We appreciate and respect the comments by David E. Rojer, MD, on the AAOS clinical practice guideline (CPG) “The Treatment of Osteoarthritis (OA) of the Knee” (“Setting AAOS Now Straight: CPG on OA Knee Disappoints,” AAOS Now, September 2013), and we understand his concerns regarding its use.
A CPG is not a set of rules or protocols and is not intended to be followed in a “cookbook” fashion. Rather, it is a synthesis and synopsis of the best available clinical studies published in peer-reviewed journals or formats. The concept is to systematically (with a protocol) review those thousands of journal articles that Dr. Rojer refers to so that he need not have to do it himself. But, evidence alone does not supplant a physician’s clinical experience or the patient’s values and preferences.
We disagree that the only options are nonsteroidal anti-inflammatory drugs (NSAIDs) or surgery. The CPG supports the use of weight loss, exercise, NSAIDs, acetaminophen, and corticosteroid injections for the conservative management of patients with knee OA. Although several surgical alternatives (including knee arthroscopy for patients with mechanical symptoms or findings and osteotomy) are also supported, the indications for those procedures will be defined in the upcoming appropriate use criteria for this CPG.
As for viscosupplementation, many practicing orthopaedic surgeons report patient findings similar to those Dr. Rojer described. However, the difference in pain scores reported in the literature between patients receiving intra-articular hyaluronic acid injections and those receiving placebo injections is 0.3 on a 10-point visual analog scale and is consistent across systematic reviews. Clinically significant improvement studies in this patient population reveal that a difference of at least 0.5 out of 10 is important to patients.

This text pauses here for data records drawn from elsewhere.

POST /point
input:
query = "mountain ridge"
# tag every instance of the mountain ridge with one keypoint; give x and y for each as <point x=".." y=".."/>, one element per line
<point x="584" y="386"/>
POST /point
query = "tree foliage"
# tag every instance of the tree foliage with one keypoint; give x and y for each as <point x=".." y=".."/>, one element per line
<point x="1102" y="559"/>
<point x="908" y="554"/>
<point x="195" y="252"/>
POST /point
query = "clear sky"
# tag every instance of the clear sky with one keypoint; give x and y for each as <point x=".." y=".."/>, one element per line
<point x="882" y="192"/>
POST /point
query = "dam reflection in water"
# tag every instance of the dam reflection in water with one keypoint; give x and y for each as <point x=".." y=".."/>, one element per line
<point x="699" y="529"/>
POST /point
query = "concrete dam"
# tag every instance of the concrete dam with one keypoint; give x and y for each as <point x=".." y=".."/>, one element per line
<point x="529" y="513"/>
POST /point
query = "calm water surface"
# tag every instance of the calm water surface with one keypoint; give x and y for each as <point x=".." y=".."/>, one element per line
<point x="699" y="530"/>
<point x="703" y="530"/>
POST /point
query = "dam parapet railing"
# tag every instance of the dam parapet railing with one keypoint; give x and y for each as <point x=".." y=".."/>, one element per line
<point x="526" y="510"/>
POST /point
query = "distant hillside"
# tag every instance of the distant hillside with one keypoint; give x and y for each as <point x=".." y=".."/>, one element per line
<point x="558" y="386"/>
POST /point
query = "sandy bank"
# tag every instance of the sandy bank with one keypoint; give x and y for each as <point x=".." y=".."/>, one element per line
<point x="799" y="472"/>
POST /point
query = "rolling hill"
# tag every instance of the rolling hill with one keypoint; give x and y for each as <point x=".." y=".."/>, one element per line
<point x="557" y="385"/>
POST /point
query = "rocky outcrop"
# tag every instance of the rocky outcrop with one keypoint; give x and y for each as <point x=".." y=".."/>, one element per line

Lastly and importantly, although the CPG recommends against viscosupplementation based on current best evidence, this recommendation does not prohibit orthopaedic surgeons from using it when clinical experience and a well-informed patient agree to its use.
David Jevsevar, MD, MBA
St. George, Utah
Editor’s note: Dr. Jevsevar chairs the AAOS Evidence Based Quality and Value Committee.
The article on exertional rhabdomyolysis (“Tackling Rhabdomyolysis in College Football Players,” AAOS Now, September 2013) deserves several comments. The basic principles of scientific weight training were described by Harvard orthopaedist Thomas L. DeLorme, MD, in the late 1940s and put to use in the treatment of wounded veterans and children with poliomyelitis. The use of load application is an important intervention for human health, but is virtually ignored by the field of orthopaedics.
Injury and accidents are occurring at an increasing frequency in training rooms and gymnasiums around the country, resulting from a gross deviation from the principles developed by Dr. DeLorme. We as orthopaedic surgeons are complicit in this epidemic because we neglect teaching the principles of load application to the musculoskeletal system as part of orthopaedic training, leaving it to personal trainers, fitness gurus, and strength coaches.
Dr. Amendola should be commended for bringing this situation to light. But even this article demonstrates the misunderstandings held by well-trained orthopaedic surgeons. The workout that injured those players used 50 percent of their one-repetition maximum, applied for 100 repetitions. This is an unnecessary, excessive number of repetitions that does not represent an eccentric muscle lengthening.
Orthopaedic medicine should reexamine the study of load application for the treatment of patients with musculoskeletal disease and incorporate these studies into the training and education of orthopaedic surgeons. We should embrace and take ownership of this valuable treatment method and not simply assume our players and patients are being properly advised by nonmedical therapists.